Quindi, per trovare su una mappa geografica il punto P dovranno leggersi le coordinate del punto V (ossia il vertice sud – ovest del quadrato (che corrisponde al punto in basso alla nostra sinistra) in qui dovrebbe trovarsi P e, una volta individuato il valore riportato sul bordo della carta geografica, occorre associare il valore del meridiano, che, come detto prima, corrisponde alla riga verticale del reticolo della mappa, passante per V. Il valore della coordinata orizzontale (longitudine) viene espressa in metri i quali, aumentano procedendo, sulla mappa, da ovest verso est (da sinistra verso destra).

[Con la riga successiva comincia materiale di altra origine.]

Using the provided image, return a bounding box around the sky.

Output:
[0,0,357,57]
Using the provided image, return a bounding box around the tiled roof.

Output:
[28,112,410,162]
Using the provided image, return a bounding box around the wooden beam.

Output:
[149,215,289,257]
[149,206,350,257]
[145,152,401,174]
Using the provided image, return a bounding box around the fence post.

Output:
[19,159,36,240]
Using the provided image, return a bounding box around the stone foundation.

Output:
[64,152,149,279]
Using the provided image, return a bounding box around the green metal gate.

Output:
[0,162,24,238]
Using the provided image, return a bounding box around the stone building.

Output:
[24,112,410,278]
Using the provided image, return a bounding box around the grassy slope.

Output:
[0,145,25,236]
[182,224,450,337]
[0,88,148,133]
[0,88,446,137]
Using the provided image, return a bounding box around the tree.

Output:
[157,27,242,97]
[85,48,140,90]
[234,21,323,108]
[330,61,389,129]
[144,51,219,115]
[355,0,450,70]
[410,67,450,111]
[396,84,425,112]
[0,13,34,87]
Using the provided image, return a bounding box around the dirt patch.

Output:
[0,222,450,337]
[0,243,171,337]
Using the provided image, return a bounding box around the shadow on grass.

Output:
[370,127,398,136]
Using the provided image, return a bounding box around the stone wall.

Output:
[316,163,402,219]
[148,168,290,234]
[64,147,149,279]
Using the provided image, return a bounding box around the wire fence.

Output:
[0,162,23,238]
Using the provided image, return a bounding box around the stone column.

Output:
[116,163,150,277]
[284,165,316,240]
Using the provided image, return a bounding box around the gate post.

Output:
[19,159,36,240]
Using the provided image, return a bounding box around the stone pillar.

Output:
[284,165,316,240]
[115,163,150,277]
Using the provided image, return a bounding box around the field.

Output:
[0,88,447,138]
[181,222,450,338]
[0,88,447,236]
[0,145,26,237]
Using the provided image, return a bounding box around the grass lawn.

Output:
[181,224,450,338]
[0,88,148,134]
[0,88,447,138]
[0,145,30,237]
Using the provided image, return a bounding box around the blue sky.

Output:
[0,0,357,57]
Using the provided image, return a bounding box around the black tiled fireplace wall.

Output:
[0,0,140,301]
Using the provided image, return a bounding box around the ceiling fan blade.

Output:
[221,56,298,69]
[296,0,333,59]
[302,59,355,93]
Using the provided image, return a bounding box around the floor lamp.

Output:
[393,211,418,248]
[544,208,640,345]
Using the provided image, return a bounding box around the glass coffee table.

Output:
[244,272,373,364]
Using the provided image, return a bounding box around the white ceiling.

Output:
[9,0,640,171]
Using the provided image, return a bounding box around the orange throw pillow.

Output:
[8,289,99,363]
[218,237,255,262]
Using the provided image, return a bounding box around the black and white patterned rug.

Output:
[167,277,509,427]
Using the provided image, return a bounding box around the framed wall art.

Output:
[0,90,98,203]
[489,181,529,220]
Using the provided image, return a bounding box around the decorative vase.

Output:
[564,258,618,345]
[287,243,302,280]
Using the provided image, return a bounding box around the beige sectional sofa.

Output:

Nello stesso modo viene individuato il valore da attribuire al parallelo (la riga orizzontale), passante sempre per V. Anche in questo caso la coordinata verticale (latitudine) viene espressa in metri, che aumentano procedendo dal basso verso l’alto (da sud a nord della mappa). Una volta individuate tali coordinate si procede con il posizionamento del coordinatometro sul punto P, mantenendo i lati paralleli al reticolo della cartina geografica (e non a quelli del foglio sul quale è stampata).

Per maggiori info: Scarica il PDF

Ecco di seguito un esempio pratico di come si usa un coordinatometro.

Conclusioni

In questa breve guida vi ho parlato dell’utilizzo del coordinatometro, uno strumento che sembra complicato ma in realtà non lo è più di tanto. Ad ogni modo vi ho dato una serie di indicazioni utili per chi è appassionato di questa materia e vuole approfondire le sue conoscenze per intraprendere le proprie escursioni in sicurezza e tranquillità. Sapersi orientare è un’arma in più che ha l’escursionista/alpinista che frequenta l’ambiente montano. Come ribadisco spesso nel mio blog bisogna sempre preparare bene l’escursione a casa e mettere sempre nello zaino bussola e cartina topografica.